Does cannabis legalization make everyone use cannabis more often?
No. This study found that legalization increases the number of people who try or begin using cannabis, but it does not increase how often people who already use cannabis continue to use it. The effect is about new users entering the market, not existing users consuming more.
Who is most likely to start using cannabis after legalization?
The data suggest that adults aged 60 and older, women, college graduates, and White adults showed the largest relative increases in cannabis use after legalization. These are groups that historically used cannabis at lower rates. Younger adults and some racial and ethnic minorities did not show significant increases.
Should I talk to my doctor before trying cannabis for the first time?
Absolutely.
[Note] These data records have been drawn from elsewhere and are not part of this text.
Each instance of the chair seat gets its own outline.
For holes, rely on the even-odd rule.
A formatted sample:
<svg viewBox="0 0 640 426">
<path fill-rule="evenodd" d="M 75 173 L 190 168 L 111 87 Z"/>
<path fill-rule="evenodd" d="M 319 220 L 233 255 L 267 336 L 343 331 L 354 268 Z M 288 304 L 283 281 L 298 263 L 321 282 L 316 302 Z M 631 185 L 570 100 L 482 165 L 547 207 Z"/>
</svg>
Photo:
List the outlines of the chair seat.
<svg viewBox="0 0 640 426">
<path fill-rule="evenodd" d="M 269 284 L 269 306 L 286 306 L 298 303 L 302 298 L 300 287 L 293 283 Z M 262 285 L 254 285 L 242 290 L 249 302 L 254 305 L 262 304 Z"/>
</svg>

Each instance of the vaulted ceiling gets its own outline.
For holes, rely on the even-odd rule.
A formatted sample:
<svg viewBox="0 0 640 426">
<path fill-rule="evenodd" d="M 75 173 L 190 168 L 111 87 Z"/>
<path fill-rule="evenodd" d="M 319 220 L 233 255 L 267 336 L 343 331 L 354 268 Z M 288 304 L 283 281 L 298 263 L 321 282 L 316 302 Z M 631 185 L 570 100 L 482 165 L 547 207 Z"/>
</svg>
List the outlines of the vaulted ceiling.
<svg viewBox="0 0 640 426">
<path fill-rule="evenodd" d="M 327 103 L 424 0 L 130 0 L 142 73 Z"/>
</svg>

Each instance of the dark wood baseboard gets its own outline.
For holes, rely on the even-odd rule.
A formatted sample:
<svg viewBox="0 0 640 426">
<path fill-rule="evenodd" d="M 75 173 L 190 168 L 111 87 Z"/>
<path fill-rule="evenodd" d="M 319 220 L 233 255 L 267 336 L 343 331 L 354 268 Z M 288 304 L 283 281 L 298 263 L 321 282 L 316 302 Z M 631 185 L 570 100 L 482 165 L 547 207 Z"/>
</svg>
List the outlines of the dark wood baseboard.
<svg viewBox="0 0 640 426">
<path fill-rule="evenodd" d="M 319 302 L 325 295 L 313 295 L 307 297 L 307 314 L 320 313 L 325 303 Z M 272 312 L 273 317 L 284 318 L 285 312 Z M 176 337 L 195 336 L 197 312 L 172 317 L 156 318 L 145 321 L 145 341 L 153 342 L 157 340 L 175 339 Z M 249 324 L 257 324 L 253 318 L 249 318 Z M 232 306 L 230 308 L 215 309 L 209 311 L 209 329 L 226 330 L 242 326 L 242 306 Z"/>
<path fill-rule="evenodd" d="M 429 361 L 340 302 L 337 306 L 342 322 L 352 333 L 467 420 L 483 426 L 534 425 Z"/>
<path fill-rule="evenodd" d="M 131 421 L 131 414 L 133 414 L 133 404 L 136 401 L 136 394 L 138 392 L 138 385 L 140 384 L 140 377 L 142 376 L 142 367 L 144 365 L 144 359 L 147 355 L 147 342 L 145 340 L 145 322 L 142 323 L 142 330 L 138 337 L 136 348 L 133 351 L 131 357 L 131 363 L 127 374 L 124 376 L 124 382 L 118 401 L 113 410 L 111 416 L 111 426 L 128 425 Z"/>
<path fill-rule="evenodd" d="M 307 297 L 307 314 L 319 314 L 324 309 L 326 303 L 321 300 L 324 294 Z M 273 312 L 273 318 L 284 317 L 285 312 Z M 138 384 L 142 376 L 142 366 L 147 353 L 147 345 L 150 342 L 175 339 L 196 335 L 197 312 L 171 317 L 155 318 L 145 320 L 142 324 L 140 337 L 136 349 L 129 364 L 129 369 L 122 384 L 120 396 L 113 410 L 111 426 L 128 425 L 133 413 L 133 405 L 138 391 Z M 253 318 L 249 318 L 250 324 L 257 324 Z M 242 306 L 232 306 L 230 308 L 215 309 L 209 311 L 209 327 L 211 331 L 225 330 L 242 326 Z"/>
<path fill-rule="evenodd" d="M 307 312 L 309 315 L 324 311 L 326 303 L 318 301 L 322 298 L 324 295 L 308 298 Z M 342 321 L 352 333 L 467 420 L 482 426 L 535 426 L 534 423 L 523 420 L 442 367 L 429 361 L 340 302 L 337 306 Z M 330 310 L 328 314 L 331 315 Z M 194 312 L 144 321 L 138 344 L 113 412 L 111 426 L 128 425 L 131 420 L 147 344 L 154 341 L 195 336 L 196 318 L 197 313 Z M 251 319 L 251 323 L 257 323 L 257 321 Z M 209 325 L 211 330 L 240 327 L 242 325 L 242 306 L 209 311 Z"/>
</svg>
If you are an older adult, take medications for chronic conditions, or have never used cannabis before, a conversation with your physician is important. Cannabis can interact with common medications, affect balance and cognition, and behave differently in older bodies. A brief discussion can help you make a safer, better-informed decision.
Does this study prove that legalization is dangerous?
No. The study measures changes in use patterns, not health outcomes. It did not examine whether new cannabis users experienced adverse health events. Whether the observed increases in use among older adults and women translate into clinical harms is an important question that requires further research with linked health outcome data.
References
- Hawkins SS, Baidoo CE, Coley RL, Centanni RS, Baum CF. The Impact of Recreational Cannabis Legalization on Cannabis Use in U.S. Adults From 2016 to 2023: A Quasi-Experimental Study. Am J Prev Med. 2025;000(000):108221. doi:10.1016/j.amepre.2025.108221
- Cerdá M, et al. Association Between Recreational Marijuana Legalization in the United States and Changes in Marijuana Use and Cannabis Use Disorder From 2008 to 2016. JAMA Psychiatry. 2020;77(2):165-171. doi:10.1001/jamapsychiatry.2019.3254
- Segura LE, et al. Association of U.S. state and local social distancing policies with changes in cannabis use by sex and age. Drug Alcohol Depend. Referenced in Hawkins et al. 2025.